For Attallah, a most unhappy footnote to the Intra collapse came in 1995 when, without warning, Wadad Bedas and her three children issued a complaint with the juge d’instruction in Beirut against the Intra Investment Company, Attallah and Antoine Best. It alleged there had been a breach of trust with respect to the Bedas estate, allegations that Attallah describes as “preposterous”. In 2004 Attallah was informed that the court of 1st instance in Beirut had ruled in favour of him and the other defendants; no appeal against the ruling has been lodged.

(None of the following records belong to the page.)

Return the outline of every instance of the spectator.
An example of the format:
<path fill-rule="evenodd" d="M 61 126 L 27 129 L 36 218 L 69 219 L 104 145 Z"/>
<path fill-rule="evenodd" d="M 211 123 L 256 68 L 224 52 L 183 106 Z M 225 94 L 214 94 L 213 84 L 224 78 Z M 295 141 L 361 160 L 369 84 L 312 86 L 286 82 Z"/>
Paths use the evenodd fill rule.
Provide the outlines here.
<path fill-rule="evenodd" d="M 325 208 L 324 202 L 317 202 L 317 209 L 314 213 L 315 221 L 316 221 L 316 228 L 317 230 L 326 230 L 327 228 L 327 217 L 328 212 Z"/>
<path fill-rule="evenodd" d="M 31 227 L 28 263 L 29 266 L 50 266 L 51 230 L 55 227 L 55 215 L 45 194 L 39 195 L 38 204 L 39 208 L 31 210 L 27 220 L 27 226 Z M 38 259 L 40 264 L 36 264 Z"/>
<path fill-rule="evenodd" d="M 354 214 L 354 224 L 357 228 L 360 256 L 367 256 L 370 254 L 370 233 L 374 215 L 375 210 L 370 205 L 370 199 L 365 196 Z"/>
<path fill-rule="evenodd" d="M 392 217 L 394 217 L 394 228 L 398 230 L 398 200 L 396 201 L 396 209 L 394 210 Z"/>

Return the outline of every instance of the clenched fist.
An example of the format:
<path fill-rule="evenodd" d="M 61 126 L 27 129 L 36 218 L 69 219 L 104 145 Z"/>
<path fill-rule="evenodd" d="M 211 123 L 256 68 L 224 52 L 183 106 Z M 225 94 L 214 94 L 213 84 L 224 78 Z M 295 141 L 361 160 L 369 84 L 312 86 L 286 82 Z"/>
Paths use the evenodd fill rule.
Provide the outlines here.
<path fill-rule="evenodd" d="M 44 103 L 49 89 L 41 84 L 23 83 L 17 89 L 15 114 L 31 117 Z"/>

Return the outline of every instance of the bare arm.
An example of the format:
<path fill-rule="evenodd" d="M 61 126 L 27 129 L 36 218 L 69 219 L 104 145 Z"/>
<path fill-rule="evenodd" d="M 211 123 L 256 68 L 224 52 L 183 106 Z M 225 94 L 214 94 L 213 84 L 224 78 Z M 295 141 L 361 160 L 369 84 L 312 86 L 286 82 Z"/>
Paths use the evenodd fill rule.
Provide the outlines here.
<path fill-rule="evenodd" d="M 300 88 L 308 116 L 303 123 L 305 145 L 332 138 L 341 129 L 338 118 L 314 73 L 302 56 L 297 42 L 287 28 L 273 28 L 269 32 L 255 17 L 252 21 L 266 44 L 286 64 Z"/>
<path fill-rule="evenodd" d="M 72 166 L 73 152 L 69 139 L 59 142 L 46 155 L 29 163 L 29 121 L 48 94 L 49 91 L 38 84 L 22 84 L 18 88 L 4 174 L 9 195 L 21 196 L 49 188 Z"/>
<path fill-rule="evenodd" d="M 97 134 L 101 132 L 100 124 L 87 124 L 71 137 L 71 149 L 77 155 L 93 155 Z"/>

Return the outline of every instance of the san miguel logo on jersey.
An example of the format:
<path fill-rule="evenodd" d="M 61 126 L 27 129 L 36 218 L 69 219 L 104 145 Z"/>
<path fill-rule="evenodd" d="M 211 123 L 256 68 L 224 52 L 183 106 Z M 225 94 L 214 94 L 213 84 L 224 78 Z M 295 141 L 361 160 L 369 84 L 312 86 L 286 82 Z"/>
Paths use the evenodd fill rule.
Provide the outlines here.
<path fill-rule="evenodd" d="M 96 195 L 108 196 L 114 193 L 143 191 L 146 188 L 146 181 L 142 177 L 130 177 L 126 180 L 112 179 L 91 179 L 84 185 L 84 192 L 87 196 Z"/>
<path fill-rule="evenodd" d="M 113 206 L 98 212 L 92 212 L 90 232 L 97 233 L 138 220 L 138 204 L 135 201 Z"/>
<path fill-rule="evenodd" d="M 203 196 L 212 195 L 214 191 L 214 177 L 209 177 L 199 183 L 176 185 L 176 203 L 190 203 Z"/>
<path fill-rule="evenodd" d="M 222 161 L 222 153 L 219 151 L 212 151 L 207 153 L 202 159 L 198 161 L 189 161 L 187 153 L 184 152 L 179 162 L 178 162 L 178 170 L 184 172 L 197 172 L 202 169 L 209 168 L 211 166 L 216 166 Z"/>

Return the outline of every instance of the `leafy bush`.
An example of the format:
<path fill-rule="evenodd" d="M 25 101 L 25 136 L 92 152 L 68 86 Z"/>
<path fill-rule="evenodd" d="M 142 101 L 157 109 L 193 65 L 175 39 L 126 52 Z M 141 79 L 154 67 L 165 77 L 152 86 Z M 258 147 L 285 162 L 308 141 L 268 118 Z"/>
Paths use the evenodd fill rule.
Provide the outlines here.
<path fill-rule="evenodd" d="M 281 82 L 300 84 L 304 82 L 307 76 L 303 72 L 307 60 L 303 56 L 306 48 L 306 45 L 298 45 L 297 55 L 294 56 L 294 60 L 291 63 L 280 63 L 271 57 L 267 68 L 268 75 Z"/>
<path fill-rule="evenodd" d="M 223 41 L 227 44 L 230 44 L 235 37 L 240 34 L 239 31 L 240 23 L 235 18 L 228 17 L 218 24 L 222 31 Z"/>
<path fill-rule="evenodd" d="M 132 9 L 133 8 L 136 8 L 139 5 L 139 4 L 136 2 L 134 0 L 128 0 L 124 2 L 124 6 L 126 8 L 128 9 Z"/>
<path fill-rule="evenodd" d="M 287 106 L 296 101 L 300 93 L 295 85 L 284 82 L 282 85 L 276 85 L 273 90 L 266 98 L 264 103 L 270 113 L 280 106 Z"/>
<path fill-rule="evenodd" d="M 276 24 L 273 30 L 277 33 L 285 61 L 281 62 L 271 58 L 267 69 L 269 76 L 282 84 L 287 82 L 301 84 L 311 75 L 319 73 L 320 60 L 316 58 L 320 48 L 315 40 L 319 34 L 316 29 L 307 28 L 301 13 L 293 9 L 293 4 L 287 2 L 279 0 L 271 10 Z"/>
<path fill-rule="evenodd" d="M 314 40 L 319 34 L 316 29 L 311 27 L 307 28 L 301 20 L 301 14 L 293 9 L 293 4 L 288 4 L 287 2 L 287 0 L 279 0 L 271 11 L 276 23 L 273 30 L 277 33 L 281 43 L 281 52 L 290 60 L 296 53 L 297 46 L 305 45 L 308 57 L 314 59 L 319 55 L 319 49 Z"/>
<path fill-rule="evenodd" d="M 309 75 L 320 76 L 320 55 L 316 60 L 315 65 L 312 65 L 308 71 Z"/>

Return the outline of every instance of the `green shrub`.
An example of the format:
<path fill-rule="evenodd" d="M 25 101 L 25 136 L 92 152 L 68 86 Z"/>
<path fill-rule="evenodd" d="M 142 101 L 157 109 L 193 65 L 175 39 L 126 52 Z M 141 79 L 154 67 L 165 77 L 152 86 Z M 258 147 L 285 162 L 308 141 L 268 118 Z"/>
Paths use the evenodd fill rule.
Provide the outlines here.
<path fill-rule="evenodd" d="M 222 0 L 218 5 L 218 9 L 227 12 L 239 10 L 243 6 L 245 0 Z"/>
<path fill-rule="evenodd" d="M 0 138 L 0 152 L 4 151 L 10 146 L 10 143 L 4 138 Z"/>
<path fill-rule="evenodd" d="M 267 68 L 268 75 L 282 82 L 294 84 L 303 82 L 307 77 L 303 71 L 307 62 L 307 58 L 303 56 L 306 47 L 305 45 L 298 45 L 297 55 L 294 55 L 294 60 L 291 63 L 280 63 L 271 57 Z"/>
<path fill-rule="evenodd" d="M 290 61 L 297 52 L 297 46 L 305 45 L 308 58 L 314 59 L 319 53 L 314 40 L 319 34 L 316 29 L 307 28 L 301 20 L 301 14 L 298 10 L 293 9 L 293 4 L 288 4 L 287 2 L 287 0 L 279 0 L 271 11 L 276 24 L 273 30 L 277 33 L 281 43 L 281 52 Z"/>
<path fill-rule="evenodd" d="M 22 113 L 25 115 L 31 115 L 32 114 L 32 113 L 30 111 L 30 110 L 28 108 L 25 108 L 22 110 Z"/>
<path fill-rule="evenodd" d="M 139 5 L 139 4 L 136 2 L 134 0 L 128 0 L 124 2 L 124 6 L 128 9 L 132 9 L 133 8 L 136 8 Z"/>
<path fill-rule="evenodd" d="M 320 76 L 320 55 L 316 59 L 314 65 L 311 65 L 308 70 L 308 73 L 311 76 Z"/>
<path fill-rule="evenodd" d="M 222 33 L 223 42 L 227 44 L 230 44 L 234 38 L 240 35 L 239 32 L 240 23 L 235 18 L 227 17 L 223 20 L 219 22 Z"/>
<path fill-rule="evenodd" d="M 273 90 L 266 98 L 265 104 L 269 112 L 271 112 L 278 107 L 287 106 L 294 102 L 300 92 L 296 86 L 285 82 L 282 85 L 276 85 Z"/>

After the collapse of Intra, Attallah pursued multiple careers in publishing, the arts and business, as will be told in the fourth part of the Naim Attallah story, to be published in early 2007.

Susannah Tarbush
Saudi Gazette 7 February 2006

1 comment:

a j hampton said...

From your benign description of this author's books, no one would guess that they are examples of the worst kind of vanity publishing [the author has his own publishing house, and it is otherwise extremely unlikely that they would have seen the light of day]. Attallah, who until recently enjoyed the talents of an excellent ghost-writer ('his' previous books are actually worth reading), is quite unable to 'fly solo'. The writing is really quite terrible and he seems incapable of trusting the reader, who has every twist and turn of the narrative thrust at him. Anyone who cares about the quality of writing will shudder at this book. For a fair review read Lynn Barber in the Telegraph online.